Playing on and off the ball for a Louisville team that leaned heavily on its guards, Johnson did much of his scoring attacking out of ball screens and in the open floor, but it was his efficiency as a set shooter that stood out mover the course of the season.
• After looking tentative from the perimeter last season, Johnson averaged a tremendous 1.43 points per catch and shoot jump shot in the half court [96th percentile]. His ability to slide off the ball and provide spacing added a degree of versatility he lacked as a freshman. Averaging 0.44 points per dribble jump shot in the half court [9th percentile], Johnson still has clear room to grow as a jump shooter as he gets better touch on his pull-up on some attempts than others.
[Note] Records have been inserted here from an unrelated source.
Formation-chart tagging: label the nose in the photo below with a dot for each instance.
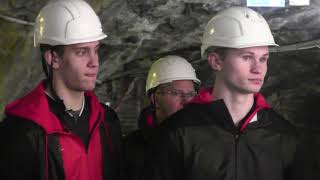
(94, 60)
(185, 98)
(256, 67)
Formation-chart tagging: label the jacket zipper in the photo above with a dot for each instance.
(236, 138)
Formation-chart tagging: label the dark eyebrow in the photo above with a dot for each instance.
(251, 53)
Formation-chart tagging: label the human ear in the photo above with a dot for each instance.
(215, 61)
(52, 59)
(154, 100)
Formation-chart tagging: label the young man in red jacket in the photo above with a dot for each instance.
(237, 135)
(60, 131)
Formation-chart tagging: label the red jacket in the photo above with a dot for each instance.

• Flashing some feel as a playmaker on a team that was not particularly deep with shooters, Johnson’s ability to drive and kick was nonetheless still a significant plus in spots. Able to use his frame and ability to play with pace to get downhill even as defenders played him to drive, he averaged 1.11 points per shot around the rim in the half court [47th percentile]. A creative finisher inside with soft touch on his floater and more explosiveness than one might assume, Johnson had some very strong nights creating for himself and others over his two seasons at Louisville but is still evolving as a ball handler and decision-maker.
• Possessing a very good combination or length, strength, and agility, Johnson did a nice job containing the ball as a sophomore, spent some time guarding opposing power forwards, and looked to get involved on the glass.
• Proving more disruptive and holding up better off the ball sometimes than others, Johnson still has room to mature as an all-around defender to complement his versatility.